In general, there are false positives in the analyzer due to limits in the constraint manager (or missing parts in modeling the language). But in general, we try to avoid having false positives due to unsound assumptions (apart from some cases like assuming const methods will not change the fields of a class).

While the change you introduced is indeed very useful the soundness probably depends on the details of how promotions, conversions, and other corner cases are handled.
In order to introduce a change like this, we need to have those cases covered to ensure that we have the soundness we want and this needs to be verified with test cases.
Also once the solution is sound it would be great to measure the performance to ensure that we did not regress too much.

I understand that you do not want to work on something that might not get accepted but also with the available information it might be hard to decide whether this is a good approach to the problem or not.
But of course, I am just guessing here, @dcoughlin, @zaks.anna, @NoQ might have a different opinion.

A bit more technical comment: did you consider using SValBuilder's evalBinOpNN? I believe it already handles at least some of the conversions you did not cover here.

I have updated the patch so it uses evalBinOpNN. This seems to work properly.

I have a number of TODOs in the test cases that should be fixed. Truncations are not handled properly.

Here is a short example code:

void f(unsigned char X) {
  if (X >= 10 && X <= 50) {
    unsigned char Y = X + 0x100; // truncation
    clang_analyzer_eval(Y >= 10 && Y <= 50); // expected-warning{{FALSE}}
  }
}

The expected-warning should be TRUE but currently FALSE is written.

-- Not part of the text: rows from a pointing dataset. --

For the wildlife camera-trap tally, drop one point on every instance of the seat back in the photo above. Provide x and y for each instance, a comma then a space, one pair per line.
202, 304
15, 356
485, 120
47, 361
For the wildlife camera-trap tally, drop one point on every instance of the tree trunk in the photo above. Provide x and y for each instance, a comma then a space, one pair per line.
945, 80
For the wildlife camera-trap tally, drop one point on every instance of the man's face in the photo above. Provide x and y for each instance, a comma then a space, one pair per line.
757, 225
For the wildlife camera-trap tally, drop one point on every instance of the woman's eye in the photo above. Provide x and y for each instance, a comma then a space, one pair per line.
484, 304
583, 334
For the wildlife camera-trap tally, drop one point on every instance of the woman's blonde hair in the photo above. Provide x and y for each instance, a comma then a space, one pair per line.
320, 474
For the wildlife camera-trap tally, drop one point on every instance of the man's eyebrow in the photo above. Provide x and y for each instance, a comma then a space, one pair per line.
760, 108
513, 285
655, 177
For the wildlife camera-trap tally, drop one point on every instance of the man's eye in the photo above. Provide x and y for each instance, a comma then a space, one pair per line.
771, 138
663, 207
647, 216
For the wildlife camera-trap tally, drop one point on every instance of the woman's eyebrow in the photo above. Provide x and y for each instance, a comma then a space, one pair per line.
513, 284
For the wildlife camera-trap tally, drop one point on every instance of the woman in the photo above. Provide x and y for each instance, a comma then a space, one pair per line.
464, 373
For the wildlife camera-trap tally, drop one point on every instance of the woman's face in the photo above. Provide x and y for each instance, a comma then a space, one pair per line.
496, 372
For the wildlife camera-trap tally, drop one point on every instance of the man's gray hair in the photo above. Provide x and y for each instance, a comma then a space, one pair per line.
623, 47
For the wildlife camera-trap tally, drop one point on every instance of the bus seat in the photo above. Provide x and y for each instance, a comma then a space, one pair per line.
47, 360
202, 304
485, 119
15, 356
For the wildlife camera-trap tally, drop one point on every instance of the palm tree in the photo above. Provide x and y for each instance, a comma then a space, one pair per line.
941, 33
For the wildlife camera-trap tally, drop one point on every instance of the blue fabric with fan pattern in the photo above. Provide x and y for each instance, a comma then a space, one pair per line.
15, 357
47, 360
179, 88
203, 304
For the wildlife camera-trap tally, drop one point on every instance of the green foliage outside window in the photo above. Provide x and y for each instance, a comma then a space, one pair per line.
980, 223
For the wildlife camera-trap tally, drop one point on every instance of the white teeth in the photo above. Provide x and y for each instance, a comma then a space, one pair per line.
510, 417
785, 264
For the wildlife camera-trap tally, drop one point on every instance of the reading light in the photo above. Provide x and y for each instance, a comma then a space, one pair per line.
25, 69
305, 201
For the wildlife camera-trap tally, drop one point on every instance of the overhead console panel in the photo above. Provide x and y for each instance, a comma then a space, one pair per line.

When the "Y >= 10" condition is evaluated the ProgramState is:

Store (direct and default bindings), 0x222ab0fe5f8 :
 (Y,0,direct) : (unsigned char) ((reg_$0<unsigned char X>) + 256)

Expressions:
 (0x222a96d6050,0x222ab0eb930) X + 256 : (unsigned char) ((reg_$0<unsigned char X>) + 256)
 (0x222a96d6050,0x222ab0eb960) clang_analyzer_eval : &code{clang_analyzer_eval}
 (0x222a96d6050,0x222ab0eb988) Y : &Y
 (0x222a96d6050,0x222ab0eb9d8) Y : (unsigned char) ((reg_$0<unsigned char X>) + 256)
 (0x222a96d6050,0x222ab0eb9f0) Y : (unsigned char) ((reg_$0<unsigned char X>) + 256)
 (0x222a96d6050,0x222ab0eba08) Y >= 10 : ((unsigned char) ((reg_$0<unsigned char X>) + 256)) >= 10
 (0x222a96d6050,0x222ab0ebb28) clang_analyzer_eval : &code{clang_analyzer_eval}
Ranges of symbol values:
 reg_$0<unsigned char X> : { [10, 50] }
 (reg_$0<unsigned char X>) + 256 : { [10, 50] }

It seems to me that the symbol initialization does not handle the range properly. Imho there is nothing wrong with the calculation. What you think about adding a range like below?

(unsigned char) ((reg_$0<unsigned char X>) + 256) : { [10, 50] }
danielmarjamaki abandoned this revision.Jan 15 2018, 12:32 AM

I will not continue working on this. Feel free to take over the patch or write a new patch.